The solution of any good mathematics problem opens new doors and suggests new problems. Thus the calculation of the Kazhdan-Lusztig-Vogan polynomials for E8 has posed new theoretical difficulties for the Atlas of Lie Groups project. The focus during the current fifth meeting was on these theoretical questions. There are also serious computer-science-theoretic problems. The problem is very difficult to fit on any computer--even a supercomputer. If the calculations are performed naively--not using various tricks to reduce the order of magnitude of the algorithms--then the job will take millions of years and nobody will be here to see the result. Thus the algorithm needs to be made as efficient as possible.

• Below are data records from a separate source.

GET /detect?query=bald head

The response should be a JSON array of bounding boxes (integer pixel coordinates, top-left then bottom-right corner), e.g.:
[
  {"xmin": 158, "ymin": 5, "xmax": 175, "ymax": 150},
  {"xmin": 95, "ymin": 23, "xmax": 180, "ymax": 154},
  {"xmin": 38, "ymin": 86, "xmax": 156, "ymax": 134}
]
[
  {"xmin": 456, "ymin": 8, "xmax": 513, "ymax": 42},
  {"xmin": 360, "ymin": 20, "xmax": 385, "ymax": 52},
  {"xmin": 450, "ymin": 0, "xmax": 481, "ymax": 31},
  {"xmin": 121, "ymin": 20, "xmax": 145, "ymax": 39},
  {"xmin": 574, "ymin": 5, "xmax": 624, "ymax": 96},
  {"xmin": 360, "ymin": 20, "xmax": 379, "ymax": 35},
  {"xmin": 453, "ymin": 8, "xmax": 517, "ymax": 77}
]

Representations of Lie groups can be grouped into units called cells, and one of the focuses of the present workshop is a consideration of the theory behind cells. Obviously there are advantages to focusing attention on cells, as these are smaller units of study. Computing cells is very difficult; workshop participant Birne Binegar has discovered experimentally an algorithm which appears to make this much easier. It remains to be proved that this algorithm is correct.

The efforts of the Atlas of Lie Groups workshop represent an important new marriage between theoretical mathematics and theoretical computer science. The scientific breakthroughs that are being achieved are important for both disciplines, and have far-reaching implications for the way that mathematics will be practiced in the future.